John Strouse, MD, PhD: In children with sickle cell anemia, the recommendation is to screen annually with Transcranial Doppler ultrasound, using the methods that were evaluated in the STOP studies. The STOP studies were looking at stroke prevention and began at age 2 and continued annually till age 16 with screening by Transcranial Doppler ultrasound. This involves using Doppler ultrasound to measure the cerebral blood flow velocities in the distal internal carotid artery and the middle cerebral artery. If these velocities are increased for the standards for children with sickle cell disease, then the recommendation is to refer that patient to a sickle cell expert for treatment.

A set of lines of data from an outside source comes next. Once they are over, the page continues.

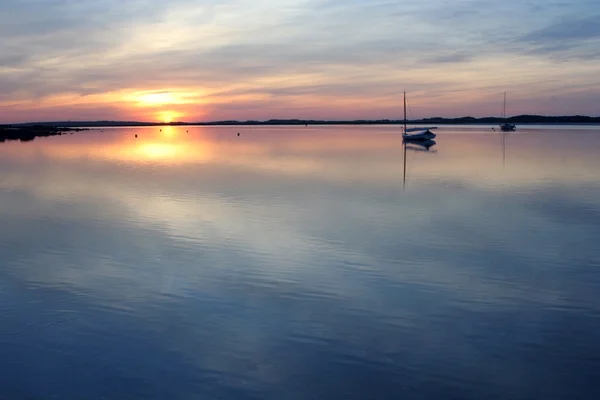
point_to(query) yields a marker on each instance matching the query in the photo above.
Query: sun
(168, 116)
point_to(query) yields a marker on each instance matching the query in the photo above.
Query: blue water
(300, 263)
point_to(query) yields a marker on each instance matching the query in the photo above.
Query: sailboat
(416, 134)
(506, 127)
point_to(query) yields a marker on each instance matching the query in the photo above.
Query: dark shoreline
(27, 133)
(521, 119)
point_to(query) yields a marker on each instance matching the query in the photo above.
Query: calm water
(300, 263)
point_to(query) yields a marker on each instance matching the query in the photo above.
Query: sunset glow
(195, 61)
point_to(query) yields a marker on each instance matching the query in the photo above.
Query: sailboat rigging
(416, 134)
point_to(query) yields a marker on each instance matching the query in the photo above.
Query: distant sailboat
(506, 127)
(416, 134)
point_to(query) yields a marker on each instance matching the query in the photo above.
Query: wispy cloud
(328, 57)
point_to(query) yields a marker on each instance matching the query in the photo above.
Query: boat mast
(404, 112)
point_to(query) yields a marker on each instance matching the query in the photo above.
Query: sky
(206, 60)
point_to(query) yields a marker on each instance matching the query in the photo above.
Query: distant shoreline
(521, 119)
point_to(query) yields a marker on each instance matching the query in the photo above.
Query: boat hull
(420, 136)
(508, 127)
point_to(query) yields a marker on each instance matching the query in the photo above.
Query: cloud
(299, 52)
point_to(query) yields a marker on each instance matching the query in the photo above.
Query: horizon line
(303, 120)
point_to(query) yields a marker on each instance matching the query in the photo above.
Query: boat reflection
(423, 146)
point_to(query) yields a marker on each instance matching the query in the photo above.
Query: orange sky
(198, 61)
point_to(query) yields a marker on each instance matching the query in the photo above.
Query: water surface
(300, 263)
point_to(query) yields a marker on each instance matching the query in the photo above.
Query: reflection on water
(288, 262)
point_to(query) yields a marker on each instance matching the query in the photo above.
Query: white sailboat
(416, 134)
(506, 127)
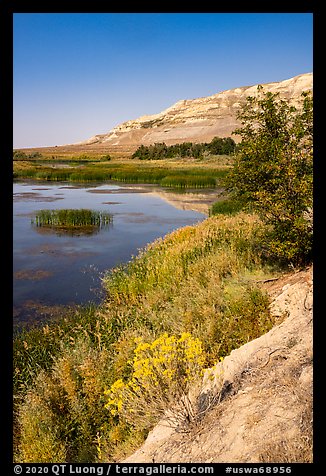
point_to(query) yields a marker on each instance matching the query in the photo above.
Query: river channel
(54, 269)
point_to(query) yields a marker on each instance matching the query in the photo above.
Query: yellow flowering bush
(162, 376)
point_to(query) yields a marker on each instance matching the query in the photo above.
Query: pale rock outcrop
(196, 120)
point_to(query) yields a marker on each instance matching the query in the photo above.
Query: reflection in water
(50, 264)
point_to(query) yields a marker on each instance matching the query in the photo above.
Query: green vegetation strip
(199, 280)
(167, 176)
(71, 218)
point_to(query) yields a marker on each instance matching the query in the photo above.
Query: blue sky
(80, 74)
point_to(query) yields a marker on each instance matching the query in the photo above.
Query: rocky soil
(261, 394)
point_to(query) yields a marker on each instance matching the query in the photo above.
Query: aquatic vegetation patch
(72, 219)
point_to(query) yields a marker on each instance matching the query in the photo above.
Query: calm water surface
(51, 270)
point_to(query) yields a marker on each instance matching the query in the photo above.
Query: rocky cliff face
(196, 120)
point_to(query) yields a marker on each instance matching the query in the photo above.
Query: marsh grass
(199, 279)
(67, 219)
(226, 207)
(169, 175)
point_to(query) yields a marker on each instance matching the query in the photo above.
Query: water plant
(67, 219)
(199, 280)
(168, 176)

In practicality, most places that do Transcranial Doppler ultrasound for children are pediatric centers for sickle cell disease. They’re getting their screening done in the setting of that program. If we see very high velocities greater than 200 cm/sec, when you average it over systole and diastole, we generally recommend transfusion, which reduces the risk of stroke from about 30% over the next 30 months to about 3%. If people are conditional, then velocities are generally in the 170 to 199 cm/sec range; we generally increase the frequency of monitoring.

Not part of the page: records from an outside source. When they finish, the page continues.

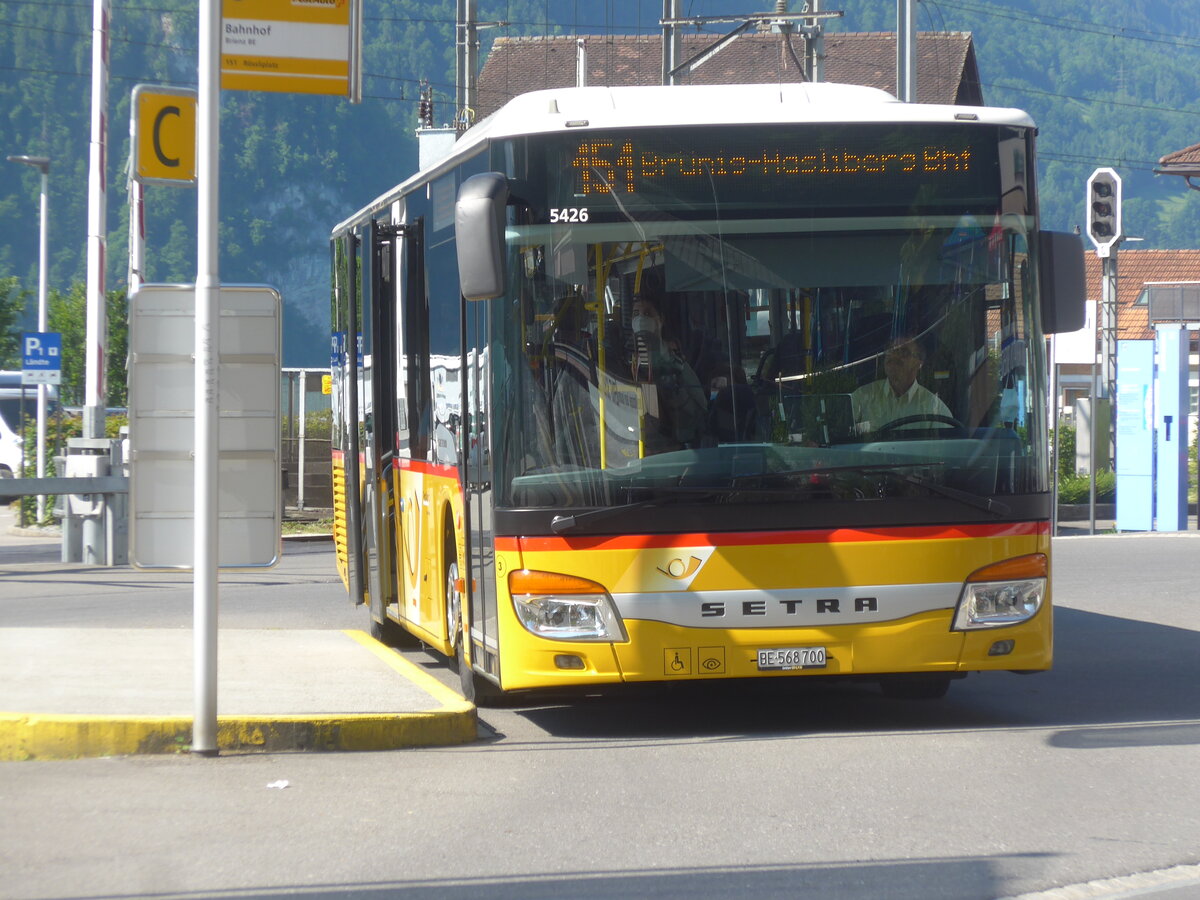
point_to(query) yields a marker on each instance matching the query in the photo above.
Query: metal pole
(906, 51)
(208, 288)
(137, 235)
(1109, 345)
(42, 165)
(42, 262)
(97, 213)
(671, 42)
(815, 46)
(304, 403)
(1091, 451)
(1056, 450)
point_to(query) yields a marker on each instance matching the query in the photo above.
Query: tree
(67, 315)
(12, 304)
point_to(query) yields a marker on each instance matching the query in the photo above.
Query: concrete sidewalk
(67, 693)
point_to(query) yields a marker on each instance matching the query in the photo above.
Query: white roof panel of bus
(657, 106)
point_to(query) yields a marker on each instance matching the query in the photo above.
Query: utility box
(162, 426)
(1084, 425)
(1171, 429)
(1135, 436)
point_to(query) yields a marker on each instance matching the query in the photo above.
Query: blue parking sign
(41, 358)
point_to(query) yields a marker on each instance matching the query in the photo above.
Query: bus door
(480, 585)
(413, 405)
(378, 417)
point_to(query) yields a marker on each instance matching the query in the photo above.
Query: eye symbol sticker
(681, 569)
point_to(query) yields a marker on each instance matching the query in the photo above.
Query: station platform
(69, 691)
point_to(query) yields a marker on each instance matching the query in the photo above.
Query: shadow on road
(952, 879)
(1108, 672)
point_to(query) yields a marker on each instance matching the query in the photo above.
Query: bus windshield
(717, 335)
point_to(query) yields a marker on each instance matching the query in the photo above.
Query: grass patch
(309, 526)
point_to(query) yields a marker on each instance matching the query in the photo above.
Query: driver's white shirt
(876, 405)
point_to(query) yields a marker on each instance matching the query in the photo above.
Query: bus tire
(918, 685)
(473, 687)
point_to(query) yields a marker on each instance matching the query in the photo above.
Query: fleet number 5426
(569, 214)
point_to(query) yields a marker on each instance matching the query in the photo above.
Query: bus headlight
(564, 607)
(1002, 594)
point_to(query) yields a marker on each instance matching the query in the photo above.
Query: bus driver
(898, 395)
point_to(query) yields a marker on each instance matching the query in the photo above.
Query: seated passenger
(898, 395)
(676, 407)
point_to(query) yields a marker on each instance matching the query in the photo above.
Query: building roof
(1135, 269)
(1185, 162)
(947, 71)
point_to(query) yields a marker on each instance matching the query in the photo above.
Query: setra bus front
(765, 401)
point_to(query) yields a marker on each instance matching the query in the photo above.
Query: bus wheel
(916, 687)
(474, 688)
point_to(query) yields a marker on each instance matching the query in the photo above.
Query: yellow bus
(647, 384)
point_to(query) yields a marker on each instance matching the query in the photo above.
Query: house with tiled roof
(1185, 162)
(1137, 269)
(947, 70)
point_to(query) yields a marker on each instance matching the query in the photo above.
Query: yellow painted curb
(30, 736)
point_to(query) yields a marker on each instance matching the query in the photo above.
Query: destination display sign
(827, 167)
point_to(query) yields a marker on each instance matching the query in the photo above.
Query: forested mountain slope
(1109, 83)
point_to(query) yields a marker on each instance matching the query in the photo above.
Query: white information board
(162, 433)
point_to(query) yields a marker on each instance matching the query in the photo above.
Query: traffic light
(1104, 210)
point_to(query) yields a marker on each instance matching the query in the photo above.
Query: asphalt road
(769, 790)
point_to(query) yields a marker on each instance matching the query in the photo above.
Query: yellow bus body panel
(660, 651)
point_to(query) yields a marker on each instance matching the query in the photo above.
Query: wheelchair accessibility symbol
(677, 661)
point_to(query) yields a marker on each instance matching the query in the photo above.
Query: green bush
(1077, 489)
(1066, 449)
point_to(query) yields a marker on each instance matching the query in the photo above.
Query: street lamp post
(42, 165)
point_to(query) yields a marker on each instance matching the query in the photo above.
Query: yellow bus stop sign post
(292, 46)
(165, 135)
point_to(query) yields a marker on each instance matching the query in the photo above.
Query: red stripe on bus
(425, 468)
(742, 539)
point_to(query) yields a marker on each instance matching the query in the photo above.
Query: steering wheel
(958, 429)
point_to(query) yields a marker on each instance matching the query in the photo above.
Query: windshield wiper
(988, 504)
(558, 525)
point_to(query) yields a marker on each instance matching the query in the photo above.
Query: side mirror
(1063, 285)
(479, 234)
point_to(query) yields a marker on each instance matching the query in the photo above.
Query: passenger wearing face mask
(675, 402)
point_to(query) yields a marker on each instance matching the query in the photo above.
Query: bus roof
(581, 109)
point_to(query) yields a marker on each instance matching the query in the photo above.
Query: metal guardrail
(12, 487)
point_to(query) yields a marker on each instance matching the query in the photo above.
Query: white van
(10, 450)
(11, 390)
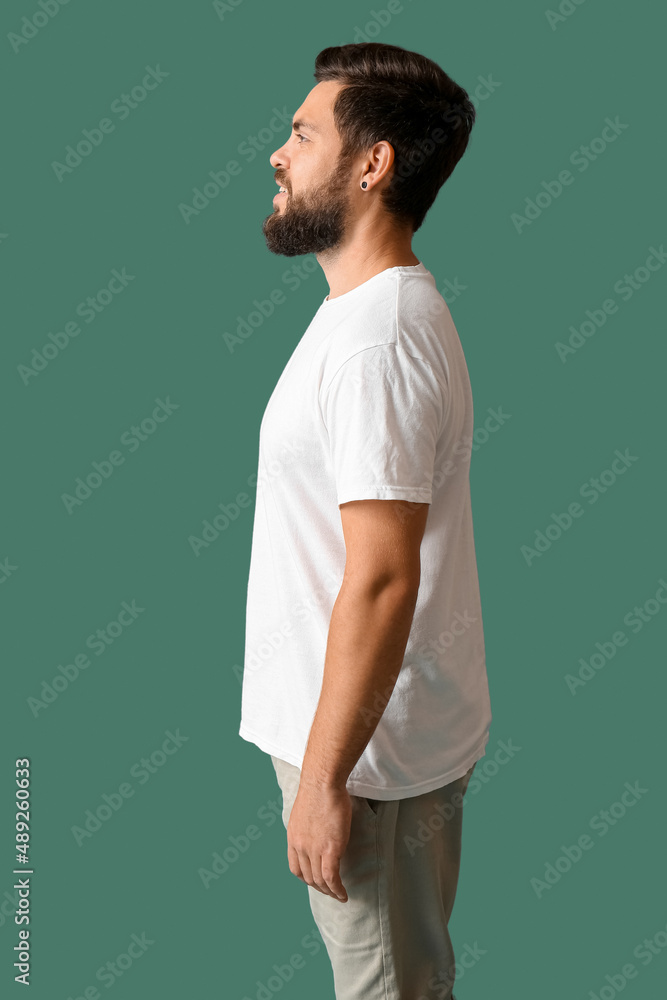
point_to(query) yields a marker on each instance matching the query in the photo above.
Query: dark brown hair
(403, 98)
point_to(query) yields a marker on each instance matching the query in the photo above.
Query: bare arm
(368, 632)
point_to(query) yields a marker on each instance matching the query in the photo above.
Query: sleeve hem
(417, 494)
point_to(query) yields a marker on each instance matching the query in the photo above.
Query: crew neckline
(419, 268)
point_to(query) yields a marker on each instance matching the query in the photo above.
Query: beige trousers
(390, 940)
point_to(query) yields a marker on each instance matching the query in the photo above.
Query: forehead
(316, 111)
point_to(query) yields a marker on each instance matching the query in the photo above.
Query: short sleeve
(383, 412)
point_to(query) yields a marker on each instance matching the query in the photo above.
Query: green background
(176, 667)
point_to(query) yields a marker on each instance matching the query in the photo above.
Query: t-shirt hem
(382, 794)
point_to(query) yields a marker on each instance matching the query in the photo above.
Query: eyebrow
(298, 125)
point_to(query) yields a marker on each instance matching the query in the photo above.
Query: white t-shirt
(374, 403)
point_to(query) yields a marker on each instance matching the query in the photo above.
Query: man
(365, 676)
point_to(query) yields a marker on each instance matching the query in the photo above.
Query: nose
(278, 158)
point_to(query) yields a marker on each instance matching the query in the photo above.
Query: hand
(317, 835)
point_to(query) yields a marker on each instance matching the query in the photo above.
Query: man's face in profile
(314, 213)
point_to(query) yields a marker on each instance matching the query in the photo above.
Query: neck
(351, 265)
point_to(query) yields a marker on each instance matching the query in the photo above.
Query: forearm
(368, 633)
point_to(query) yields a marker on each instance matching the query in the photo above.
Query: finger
(316, 879)
(319, 882)
(331, 876)
(294, 863)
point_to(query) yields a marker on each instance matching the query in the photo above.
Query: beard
(313, 221)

For children not already on hydroxyurea, we’ll use this as a reason to recommend hydroxyurea, because hydroxyurea has been shown to decrease the cerebral blood flow velocities. For children that are on chronic transfusions and doing well, if they don’t have evidence of severe vasculopathy by magnetic resonance angiography, or MRA, we’ll often recommend that they transition to hydroxyurea over that with their transfusions. We can often keep them from having elevation of their Transcranial Doppler ultrasound and reduce their risk of stroke. This has been a huge change in the care of children with sickle cell disease. Before we had routine screening for stroke, we used to see stroke in 11% of children with sickle cell disease in the first 2 decades of life. By the time they’re age 20, 11%, 1 of 9 children, would have a stroke. With regular Transcranial Doppler ultrasound, that’s down to 2% to 3% percent of children. This is just the standard for children who have sickle cell anemia: hemoglobin SS, or hemoglobin S-beta plus, S-beta thalassemia. For people with more, with phenotypes of sickle cell disease where they have less anemia, we generally don’t recommend screening unless there’s something different about them.

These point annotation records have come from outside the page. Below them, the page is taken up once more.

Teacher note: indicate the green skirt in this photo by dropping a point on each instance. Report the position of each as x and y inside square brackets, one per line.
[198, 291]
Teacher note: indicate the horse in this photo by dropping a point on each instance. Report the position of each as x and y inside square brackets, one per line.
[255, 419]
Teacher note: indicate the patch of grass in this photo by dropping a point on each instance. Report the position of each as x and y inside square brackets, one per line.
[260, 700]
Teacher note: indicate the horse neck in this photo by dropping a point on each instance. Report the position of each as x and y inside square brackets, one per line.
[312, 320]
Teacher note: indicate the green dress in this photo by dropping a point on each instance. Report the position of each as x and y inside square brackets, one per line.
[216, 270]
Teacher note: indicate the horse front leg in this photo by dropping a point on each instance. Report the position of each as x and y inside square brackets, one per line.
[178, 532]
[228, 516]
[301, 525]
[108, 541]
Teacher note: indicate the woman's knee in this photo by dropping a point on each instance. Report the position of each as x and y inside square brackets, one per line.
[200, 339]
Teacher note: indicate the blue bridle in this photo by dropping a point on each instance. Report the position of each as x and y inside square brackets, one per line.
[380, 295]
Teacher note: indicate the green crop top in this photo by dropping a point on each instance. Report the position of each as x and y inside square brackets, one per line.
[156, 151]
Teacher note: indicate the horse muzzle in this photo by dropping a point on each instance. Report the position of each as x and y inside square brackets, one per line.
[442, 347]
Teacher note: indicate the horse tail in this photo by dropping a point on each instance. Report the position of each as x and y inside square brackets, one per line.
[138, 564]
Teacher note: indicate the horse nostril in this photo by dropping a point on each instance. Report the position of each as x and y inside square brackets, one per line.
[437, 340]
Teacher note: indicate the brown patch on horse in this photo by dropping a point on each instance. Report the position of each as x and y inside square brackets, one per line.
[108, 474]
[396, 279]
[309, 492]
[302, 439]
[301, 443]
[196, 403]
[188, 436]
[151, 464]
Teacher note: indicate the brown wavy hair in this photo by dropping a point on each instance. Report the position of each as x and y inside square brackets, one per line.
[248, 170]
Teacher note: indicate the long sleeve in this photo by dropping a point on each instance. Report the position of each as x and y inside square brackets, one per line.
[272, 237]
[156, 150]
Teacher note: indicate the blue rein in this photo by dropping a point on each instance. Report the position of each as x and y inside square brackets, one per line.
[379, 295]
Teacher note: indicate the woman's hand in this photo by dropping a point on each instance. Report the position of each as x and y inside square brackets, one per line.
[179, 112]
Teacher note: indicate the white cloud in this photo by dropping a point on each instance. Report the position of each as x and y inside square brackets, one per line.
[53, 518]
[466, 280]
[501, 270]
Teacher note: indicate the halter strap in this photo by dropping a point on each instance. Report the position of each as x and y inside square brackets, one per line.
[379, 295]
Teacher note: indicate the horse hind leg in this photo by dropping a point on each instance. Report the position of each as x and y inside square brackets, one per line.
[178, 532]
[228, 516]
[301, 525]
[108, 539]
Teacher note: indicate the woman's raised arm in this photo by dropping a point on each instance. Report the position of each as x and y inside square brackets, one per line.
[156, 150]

As far as cardiopulmonary complications, the NHLBI [National Heart, Lung, and Blood Institute] guidelines recommended that we assess children and adults with sickle cell disease for signs and symptoms of respiratory problems, such as asthma, chronic obstructive pulmonary disease, restrictive lung disease, or obstructive sleep apnea by history and physical exam. If there were concerning factors identified, then we evaluate those children and adults. They did not recommend universal testing for cardiopulmonary complications.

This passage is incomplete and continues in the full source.